Of course, not all Latinos perpetuate the North-South rivalry, but there is an undeniable, unspoken segregation between Chicanos and Mexican immigrants.
The North vs. South belief system affects everyone who lives in gang-dominated neighborhoods. Youths get labeled whether or not they are affiliated. Whether or not a kid is “hardcore,” many are already deeply exposed to gang ideology by the time they hit high school.
Recently I was involved with an “alternative to gangs” program at a middle school in East San Jose. We ran a writing workshop that focused on the negative aspects of gangs. I sat with one student who seemed to be having trouble writing. Finally he wrote, “Gangs are bad because they are bad for the community.”
As he twiddled his pencil and looked at the floor, I asked him, “Is that really what you think?”

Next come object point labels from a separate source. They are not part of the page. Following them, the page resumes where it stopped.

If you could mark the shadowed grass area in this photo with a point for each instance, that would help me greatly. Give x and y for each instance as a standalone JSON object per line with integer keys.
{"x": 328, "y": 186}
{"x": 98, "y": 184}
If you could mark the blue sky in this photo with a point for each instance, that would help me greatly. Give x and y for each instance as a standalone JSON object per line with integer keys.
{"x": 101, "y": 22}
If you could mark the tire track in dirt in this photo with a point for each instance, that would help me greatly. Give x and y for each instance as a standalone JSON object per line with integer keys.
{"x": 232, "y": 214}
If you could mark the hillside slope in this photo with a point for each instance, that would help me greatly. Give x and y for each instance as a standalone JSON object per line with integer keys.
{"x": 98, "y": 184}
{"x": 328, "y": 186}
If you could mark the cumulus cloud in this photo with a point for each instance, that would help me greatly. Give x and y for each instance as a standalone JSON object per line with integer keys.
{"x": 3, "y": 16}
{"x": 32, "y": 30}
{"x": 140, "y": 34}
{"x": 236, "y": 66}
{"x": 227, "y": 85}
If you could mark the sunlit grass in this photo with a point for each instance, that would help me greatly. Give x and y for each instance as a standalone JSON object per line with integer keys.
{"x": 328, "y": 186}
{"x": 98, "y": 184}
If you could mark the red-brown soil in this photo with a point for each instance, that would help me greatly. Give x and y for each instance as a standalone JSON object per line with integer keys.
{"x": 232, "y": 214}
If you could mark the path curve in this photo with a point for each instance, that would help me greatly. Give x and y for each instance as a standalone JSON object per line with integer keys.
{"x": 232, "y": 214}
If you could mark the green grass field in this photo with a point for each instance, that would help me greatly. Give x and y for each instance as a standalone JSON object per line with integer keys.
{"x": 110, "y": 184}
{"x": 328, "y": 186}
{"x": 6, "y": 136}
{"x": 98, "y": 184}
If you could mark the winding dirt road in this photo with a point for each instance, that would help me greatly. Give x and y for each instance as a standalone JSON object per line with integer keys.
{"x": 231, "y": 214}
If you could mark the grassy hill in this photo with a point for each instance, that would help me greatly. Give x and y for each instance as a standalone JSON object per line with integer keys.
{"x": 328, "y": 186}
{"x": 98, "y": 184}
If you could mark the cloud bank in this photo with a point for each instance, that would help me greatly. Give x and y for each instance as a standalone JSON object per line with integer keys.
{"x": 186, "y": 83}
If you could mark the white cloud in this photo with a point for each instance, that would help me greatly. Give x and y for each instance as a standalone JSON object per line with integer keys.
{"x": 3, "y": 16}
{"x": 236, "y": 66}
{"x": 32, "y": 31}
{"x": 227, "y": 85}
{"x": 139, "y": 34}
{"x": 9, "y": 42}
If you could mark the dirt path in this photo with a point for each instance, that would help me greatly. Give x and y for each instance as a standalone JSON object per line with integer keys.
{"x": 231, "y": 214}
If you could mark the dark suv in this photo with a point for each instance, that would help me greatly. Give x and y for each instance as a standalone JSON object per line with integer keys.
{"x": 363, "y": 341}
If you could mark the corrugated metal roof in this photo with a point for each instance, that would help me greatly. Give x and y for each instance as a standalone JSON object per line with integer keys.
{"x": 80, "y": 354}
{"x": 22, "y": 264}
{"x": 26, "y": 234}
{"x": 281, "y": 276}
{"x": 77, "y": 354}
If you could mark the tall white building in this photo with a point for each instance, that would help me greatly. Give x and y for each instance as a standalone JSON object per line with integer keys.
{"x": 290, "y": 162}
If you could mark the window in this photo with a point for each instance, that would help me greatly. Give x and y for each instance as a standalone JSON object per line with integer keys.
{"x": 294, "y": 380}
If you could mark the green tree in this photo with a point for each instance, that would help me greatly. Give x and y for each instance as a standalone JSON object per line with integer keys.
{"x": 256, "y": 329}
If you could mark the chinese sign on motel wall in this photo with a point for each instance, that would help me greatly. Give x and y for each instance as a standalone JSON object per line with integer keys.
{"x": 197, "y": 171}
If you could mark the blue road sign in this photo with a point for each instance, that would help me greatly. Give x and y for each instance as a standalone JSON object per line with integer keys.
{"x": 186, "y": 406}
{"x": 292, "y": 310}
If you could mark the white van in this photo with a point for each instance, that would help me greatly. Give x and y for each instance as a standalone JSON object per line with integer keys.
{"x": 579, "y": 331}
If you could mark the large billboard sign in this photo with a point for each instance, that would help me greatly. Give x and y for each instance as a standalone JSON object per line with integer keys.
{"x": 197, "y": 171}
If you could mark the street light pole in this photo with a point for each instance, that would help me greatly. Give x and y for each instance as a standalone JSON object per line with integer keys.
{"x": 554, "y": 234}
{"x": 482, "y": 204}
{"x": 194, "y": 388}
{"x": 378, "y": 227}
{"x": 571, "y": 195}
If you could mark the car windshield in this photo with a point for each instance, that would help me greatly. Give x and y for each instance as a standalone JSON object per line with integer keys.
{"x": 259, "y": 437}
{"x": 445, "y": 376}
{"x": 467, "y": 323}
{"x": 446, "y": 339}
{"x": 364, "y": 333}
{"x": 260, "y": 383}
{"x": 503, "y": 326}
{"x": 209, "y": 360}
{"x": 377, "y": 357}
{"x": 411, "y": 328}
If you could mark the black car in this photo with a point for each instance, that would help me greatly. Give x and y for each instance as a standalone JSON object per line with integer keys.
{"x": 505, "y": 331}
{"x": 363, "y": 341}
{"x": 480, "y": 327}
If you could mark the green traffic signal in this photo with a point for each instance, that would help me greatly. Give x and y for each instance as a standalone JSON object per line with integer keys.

“No,” he answered with a scared look on his face. I asked him to write what he really felt. He gave me a page and a half describing how unified he felt with others like him in San Jose and throughout California; how powerful it felt being part of something bigger than himself. His gang identity gave him a name and a title that he could stand for and represent.
Gangs are not just a group of homies hanging on the corner. They represent a way of life, and for those who identify with that way of life, challenging the gang mentality means challenging who they are. “Just say no” tactics are useless, even counterproductive.
Some of the best anti-gang programs are the ones that don’t talk about gangs at all. Youths don’t need to be lectured about the dangers of the streets they already know all that but they do need places they can come to and just be kids.
Organic cultural activities that already exist in our communities, such as hip hop and low-riding, can give young people enough personal pride and group identity to replace the gang mentality. Common ground can be found in these cultural spaces, where young people can earn respect for what they have accomplished rather than where they are from.
For gang prevention and intervention to be effective, young people need the tools to construct a new identity, not just dismantle an old one.